Urban legend has it that American engineers spent more than a million dollars inventing an 'astronaut pen' that could work in space, while the Russians simply used a pencil. True or not, the tale shows that the best solutions can sometimes be found in mundane objects. And, indeed, that they can be found in pencils.

Pencils contain graphite, a form of carbon in which atoms are ordered in thin sheets stacked regularly on top of each other. The interaction between these sheets is small, so layers of graphite rub off easily, for example when a pencil draws a line on paper.

Not satisfied with such an obvious, practical use, physicists have long been fascinated by the electronic properties of a single sheet of graphite, called graphene. Graphene is unlike any other material because electrons within it can behave as massless particles, which means they can mimic relativistic physics. Exotic effects that normally require huge particle accelerators might therefore be observed in a simple device — if only it were possible to rub off one, and only one, sheet of graphene.

Despite concerted efforts, this proved problematic.
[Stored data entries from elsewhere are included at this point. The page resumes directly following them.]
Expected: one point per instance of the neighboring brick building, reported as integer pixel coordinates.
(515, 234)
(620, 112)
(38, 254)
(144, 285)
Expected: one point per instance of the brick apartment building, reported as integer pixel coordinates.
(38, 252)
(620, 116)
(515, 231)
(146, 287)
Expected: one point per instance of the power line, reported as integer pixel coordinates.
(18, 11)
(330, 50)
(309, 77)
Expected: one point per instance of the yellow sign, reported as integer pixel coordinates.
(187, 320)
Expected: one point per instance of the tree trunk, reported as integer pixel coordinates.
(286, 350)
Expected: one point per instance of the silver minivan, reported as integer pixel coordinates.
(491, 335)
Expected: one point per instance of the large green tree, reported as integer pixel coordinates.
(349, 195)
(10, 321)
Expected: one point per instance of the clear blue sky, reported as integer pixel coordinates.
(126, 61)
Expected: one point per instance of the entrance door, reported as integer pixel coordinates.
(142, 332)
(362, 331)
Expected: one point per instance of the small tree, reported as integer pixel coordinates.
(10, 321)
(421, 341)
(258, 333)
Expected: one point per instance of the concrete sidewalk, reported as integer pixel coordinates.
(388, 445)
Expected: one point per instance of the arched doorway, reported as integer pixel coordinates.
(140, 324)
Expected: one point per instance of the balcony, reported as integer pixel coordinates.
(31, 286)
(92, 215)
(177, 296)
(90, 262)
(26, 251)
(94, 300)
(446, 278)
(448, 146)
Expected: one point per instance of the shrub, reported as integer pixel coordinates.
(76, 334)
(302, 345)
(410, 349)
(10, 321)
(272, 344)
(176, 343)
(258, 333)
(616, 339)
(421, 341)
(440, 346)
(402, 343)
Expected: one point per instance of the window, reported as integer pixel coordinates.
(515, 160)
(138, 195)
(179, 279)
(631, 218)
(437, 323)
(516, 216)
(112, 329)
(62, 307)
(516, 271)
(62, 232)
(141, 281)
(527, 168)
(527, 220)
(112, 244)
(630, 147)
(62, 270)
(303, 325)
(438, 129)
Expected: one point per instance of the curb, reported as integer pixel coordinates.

In 2004, researchers at the University of Manchester, UK, finally isolated graphene when they peered through a conventional optical microscope at flakes of graphite that they had simply ripped off from a larger piece with sticky tape (K. S. Novoselov et al. Science 306, 666–669; 2004). Graphene, being a layer just one atom thick, is transparent to light. But, as the picture here shows, there is just enough contrast from the thickness variation in a graphite shaving to locate the graphene layer under the microscope (here, the faint, semi-transparent region on the right, indicated by an arrow).

The image was obtained by Hubert Heersche and colleagues, who in this week's issue describe an experiment in which they attached a graphene sheet to two superconducting electrodes (H. B. Heersche et al. Nature 446, 56–59; 2007). Previous experiments had thrown up the unexpected finding that graphene has a small electrical conductivity even in the absence of mobile charge carriers.

Credit: H. B. HEERSCHE ET AL.

Heersche et al. add to the surprise by showing that the same holds true for a superconducting current. Moreover, it was not at all clear that a supercurrent could flow in graphene. As it turns out, not only does a conventional electron supercurrent flow, but so does one consisting of holes, which carry positive charge.

This experiment shows yet again that novel and surprising effects can be observed in simple materials — good news for those who don't have a million dollars to spend on discovering something new.